9 Ago 2018 - Le Acque Sottovalutate di Redattore

A fine giugno la Libia ha comunicato all’Imo (International Maritime Organization) l’istituzione della sua zona Sar (Search and Rescue) ai sensi della Convenzione di Amburgo (1979), di cui il Paese era già parte, ma alla cui implementazione non aveva mai proceduto. Identica procedura era stata avviata lo scorso anno dalle autorità di Tripoli, ma con scarso successo poiché mancavano mezzi e risorse umane. Attualmente le informazioni fornite dai libici sono state caricate sul GISIS: Global SAR Plan, dove sono indicati i punti di contatto cui possono rivolgersi le imbarcazioni in difficoltà all’interno della SAR. La situazione è singolare: frutto dell’impegno dell’Unione europea nel garantire presso l’Imo il buon comportamento del governo libico, non avendo quest’ultimo il controllo totale del suo territorio e quindi delle sue acque.

La Libia senza l’assistenza da parte di Italia e Ue non sarebbe in grado di far fronte all’impegno assunto; poco più di un anno fa, dopo il Memorandum Serraj-Gentiloni, Tripoli aveva presentato a Roma una sorta di lista della spesa di quanto necessitava per adempiere ai suoi obblighi (es. 10 navi per ricerca e soccorso dei migranti, 4 elicotteri, 10 motovedette, 24 gommoni, 10 ambulanze, mute da sub ecc. per un valore di circa 800 mln €). La formazione di una guardia costiera libica, con il fine ultimo di istituire una Sar autonomamente gestita da questa, è poi tra gli obiettivi affidati nel giugno 2016 alla Missione Eunavfor Med (o Operazione Sophia), attiva già dal 22 giugno 2015 in seno al Servizio esterno europeo. L’attività di training ha avuto avvio con la firma di un Memorandum tra l’Ammiraglio Credendino per l’Ue e il Commodoro Toumia per la Libia, ed è anche per consentirne la prosecuzione che è stato previsto l’ennesimo prolungamento temporale della missione (al 31 dicembre 2018 salvo ulteriore proroga).

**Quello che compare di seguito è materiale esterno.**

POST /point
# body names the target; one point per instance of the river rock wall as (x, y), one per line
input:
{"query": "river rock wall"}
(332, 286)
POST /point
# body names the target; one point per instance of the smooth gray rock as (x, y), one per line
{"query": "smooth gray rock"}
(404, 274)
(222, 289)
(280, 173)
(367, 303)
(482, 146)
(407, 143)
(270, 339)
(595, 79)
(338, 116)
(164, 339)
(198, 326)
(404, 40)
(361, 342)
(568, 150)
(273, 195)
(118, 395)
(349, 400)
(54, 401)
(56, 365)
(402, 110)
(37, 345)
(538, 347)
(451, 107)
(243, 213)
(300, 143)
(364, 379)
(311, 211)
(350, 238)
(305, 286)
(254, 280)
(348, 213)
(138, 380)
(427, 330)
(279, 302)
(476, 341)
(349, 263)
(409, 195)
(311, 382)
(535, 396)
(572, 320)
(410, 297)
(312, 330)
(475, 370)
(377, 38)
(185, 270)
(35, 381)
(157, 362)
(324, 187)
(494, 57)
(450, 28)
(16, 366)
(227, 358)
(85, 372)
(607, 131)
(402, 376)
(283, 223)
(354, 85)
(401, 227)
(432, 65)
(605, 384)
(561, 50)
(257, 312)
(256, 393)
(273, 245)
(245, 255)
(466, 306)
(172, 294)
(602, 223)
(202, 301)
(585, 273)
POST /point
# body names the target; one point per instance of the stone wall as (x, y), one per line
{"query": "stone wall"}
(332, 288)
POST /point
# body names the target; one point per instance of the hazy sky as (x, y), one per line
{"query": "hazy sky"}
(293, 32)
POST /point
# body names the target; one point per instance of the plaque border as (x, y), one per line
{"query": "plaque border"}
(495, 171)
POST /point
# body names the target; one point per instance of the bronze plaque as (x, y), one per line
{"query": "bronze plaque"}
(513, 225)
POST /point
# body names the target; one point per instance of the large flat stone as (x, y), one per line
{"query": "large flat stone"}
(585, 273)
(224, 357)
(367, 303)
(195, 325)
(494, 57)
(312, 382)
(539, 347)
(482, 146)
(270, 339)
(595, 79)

L’Ue invece si preoccupa ben poco delle violazioni che potenzialmente si consumano ogniqualvolta migranti recuperati dalle acque vengono riportati in Libia: da un lato, la non adesione di quest’ultima alla Convenzione di Ginevra implica il mancato riconoscimento del concetto di rifugiato in sé, il che non permette neppure astrattamente di considerare aggirato il divieto di respingimento indiretto prescritto da Ginevra agli Stati aderenti (tra cui vi sono tutti gli Stati europei); dall’altro, la non adesione dell’Ue alla Convenzione europea dei diritti dell’uomo non comporta una sua responsabilità in quanto organizzazione per violazione del divieto di respingimento collettivo, da questa prescritto. Ne consegue che gli unici a rispondere davanti alla Corte di Strasburgo saranno gli Stati di bandiera delle navi che riporteranno i migranti sulle coste libiche; tra questi, per le leggi della statistica, l’Italia sarà in cima alla lista.